All you have to do is follow these simple 4 steps: 1. Import the package and the data you wish you impute 2. Select the function and method for imputation (this will depend on the data type - read the usage section below for more details) 3. Hit run 4. Save your newly imputed dataset
Our package will help simplify all your imputation needs so your data is ready when you need it!
Usage Details
We have four main functions dealing with each data type:
Num_imputer
: This function fills in the empty values of a numeric column with the mean value.Cat_imputer
: This function fills in the empty values of a categorical column with values derived based on most frequent (mode) category.Bol_imputer
: This function fills in the empty values of a boolean column with values derived using most frequent (mode) boolean value.Date_imputer
: This function fills in empty values of a date column with median point of the range of dates in that column.
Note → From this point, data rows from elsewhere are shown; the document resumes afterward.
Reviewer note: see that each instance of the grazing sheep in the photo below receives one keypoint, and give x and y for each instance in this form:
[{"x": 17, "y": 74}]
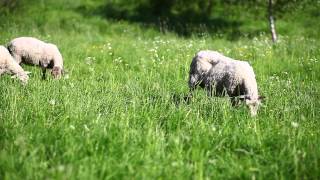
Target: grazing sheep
[
  {"x": 10, "y": 66},
  {"x": 221, "y": 75},
  {"x": 32, "y": 51}
]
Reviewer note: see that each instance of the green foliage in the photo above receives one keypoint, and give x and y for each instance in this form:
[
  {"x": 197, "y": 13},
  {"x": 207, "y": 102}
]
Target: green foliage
[{"x": 120, "y": 113}]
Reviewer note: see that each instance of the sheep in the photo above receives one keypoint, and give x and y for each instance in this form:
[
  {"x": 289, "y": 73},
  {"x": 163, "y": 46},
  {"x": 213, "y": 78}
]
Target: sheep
[
  {"x": 29, "y": 50},
  {"x": 10, "y": 66},
  {"x": 221, "y": 75}
]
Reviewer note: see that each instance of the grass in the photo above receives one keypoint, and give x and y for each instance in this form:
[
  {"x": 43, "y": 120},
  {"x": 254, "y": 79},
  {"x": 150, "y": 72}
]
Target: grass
[{"x": 119, "y": 115}]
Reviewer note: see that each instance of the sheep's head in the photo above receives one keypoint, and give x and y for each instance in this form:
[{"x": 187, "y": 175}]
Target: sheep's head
[
  {"x": 57, "y": 72},
  {"x": 253, "y": 104}
]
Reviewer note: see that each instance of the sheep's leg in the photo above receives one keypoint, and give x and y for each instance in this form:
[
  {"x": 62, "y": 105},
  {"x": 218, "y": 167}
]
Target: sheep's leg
[
  {"x": 235, "y": 101},
  {"x": 17, "y": 58}
]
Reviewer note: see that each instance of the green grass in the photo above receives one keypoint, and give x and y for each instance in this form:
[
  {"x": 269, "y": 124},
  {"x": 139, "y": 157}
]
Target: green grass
[{"x": 119, "y": 115}]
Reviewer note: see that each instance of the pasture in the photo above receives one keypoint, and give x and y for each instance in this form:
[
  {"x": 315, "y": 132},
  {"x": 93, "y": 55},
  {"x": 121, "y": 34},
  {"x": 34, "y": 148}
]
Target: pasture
[{"x": 119, "y": 112}]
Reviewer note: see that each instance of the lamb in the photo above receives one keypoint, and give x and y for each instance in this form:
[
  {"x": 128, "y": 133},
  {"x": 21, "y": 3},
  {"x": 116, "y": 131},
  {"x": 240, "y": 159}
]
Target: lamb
[
  {"x": 10, "y": 66},
  {"x": 221, "y": 75},
  {"x": 29, "y": 50}
]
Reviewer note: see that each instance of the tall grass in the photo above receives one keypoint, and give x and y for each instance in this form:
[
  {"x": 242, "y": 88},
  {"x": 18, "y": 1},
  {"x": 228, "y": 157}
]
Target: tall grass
[{"x": 120, "y": 114}]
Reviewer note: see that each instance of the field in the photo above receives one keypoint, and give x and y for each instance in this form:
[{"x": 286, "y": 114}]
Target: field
[{"x": 119, "y": 111}]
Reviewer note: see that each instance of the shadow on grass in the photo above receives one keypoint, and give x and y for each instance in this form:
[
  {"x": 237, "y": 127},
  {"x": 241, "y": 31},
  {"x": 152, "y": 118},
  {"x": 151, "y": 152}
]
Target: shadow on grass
[{"x": 184, "y": 24}]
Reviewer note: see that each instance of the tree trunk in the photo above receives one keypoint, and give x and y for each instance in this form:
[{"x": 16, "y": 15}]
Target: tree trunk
[{"x": 272, "y": 24}]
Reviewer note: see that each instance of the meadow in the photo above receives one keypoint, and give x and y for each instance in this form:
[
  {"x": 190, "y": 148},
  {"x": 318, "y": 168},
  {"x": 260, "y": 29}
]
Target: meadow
[{"x": 119, "y": 111}]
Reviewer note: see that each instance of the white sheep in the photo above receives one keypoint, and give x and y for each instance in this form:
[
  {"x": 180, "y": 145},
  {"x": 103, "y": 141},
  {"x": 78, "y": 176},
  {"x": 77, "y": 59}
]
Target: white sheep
[
  {"x": 221, "y": 75},
  {"x": 10, "y": 66},
  {"x": 29, "y": 50}
]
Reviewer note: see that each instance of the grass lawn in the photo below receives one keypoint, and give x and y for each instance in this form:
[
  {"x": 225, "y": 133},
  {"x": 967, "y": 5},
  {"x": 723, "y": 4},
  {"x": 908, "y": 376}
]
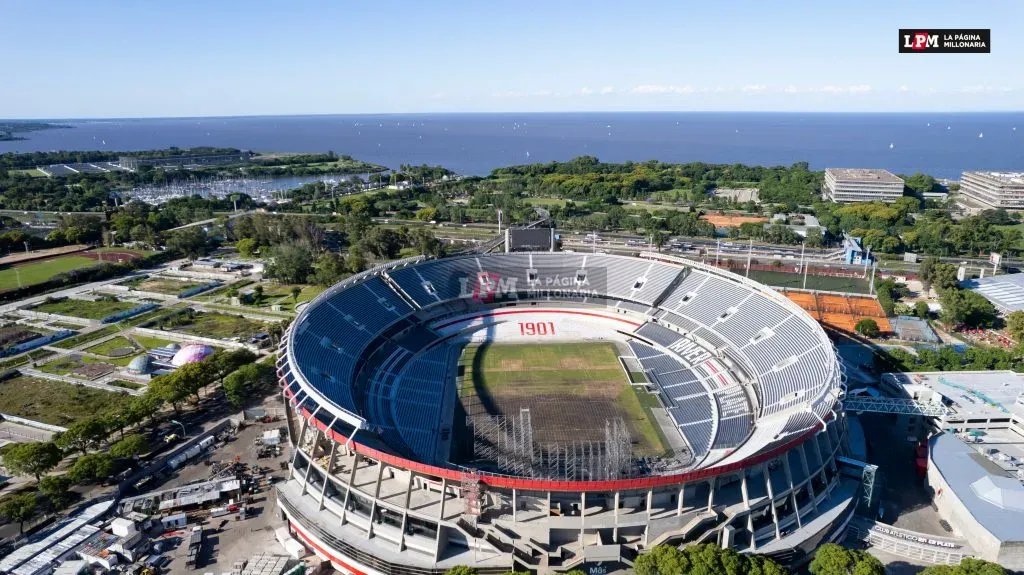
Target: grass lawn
[
  {"x": 545, "y": 202},
  {"x": 221, "y": 326},
  {"x": 571, "y": 390},
  {"x": 117, "y": 250},
  {"x": 56, "y": 403},
  {"x": 282, "y": 295},
  {"x": 562, "y": 368},
  {"x": 164, "y": 285},
  {"x": 37, "y": 272},
  {"x": 105, "y": 348},
  {"x": 783, "y": 279},
  {"x": 83, "y": 308},
  {"x": 83, "y": 338},
  {"x": 150, "y": 342}
]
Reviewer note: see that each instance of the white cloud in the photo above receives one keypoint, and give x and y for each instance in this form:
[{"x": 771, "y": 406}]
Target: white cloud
[{"x": 659, "y": 89}]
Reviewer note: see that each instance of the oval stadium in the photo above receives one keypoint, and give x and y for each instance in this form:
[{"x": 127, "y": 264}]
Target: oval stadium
[{"x": 550, "y": 411}]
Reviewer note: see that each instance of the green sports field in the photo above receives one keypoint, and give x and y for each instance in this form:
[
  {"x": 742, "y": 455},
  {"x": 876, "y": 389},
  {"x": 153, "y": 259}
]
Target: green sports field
[
  {"x": 570, "y": 389},
  {"x": 41, "y": 271}
]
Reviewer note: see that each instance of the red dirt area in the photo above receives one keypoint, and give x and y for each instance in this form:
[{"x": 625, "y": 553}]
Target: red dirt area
[
  {"x": 112, "y": 257},
  {"x": 731, "y": 221}
]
For more information and examples, please go here.
Installation
If you do not have the devtools package, you can install it via CRAN with:
install.packages("devtools")
Then you can install Simpute from GitHub as follows using the R
consle:
devtools::install_github("UBC-MDS/simpute-r")
Lastly, load the package:
library(simpute)
Demonstration
For this demonstration, we will use this sample dataset test_df
containing NA
s:
test_df <- data.frame(
'Origin' = c("Canada", "Japan", "Japan", "Japan", "Germany", NA),
'Speed'= c(NA, 2, 2, 2, 1, 1),
'OnTheMarket' = c(FALSE, FALSE, NA, TRUE, FALSE, NA),
'Date' = lubridate::as_date(c("4/2/2013", "4/2/2014", "01/29/2023", "4/2/2016", NA, "01/29/2023"), format = "%m/%d/%Y")
)
#To run functions simply do the following
impu_num <- num_imputer(test_df, "Speed") #For numerical columns
print(impu_num)
impu_cat <- cat_imputer(test_df, "Origin") #For categorical columns
print(impu_cat)
impu_bol <- bol_imputer(test_df, "OntheMarket") #For boolean columns
print(impu_bol)
impu_dat <- date_imputer(test_df, "Date") #For date columns
print(impu_dat)
Within the R Ecosystem
There are several useful packages in the R ecosystem for imputing data. For example, MICE is a powerful package that allows multiple imputations with values drawn from a distribution of the data. The Hmisc package contains an impute function using methods of additive regression, bootstrapping, and predictive mean matching. As well, users may use base R or the dplyr package to filter out for missing values and replace them manually. However, our package aims to simplify this process and make the process easier and quicker for use by the general public.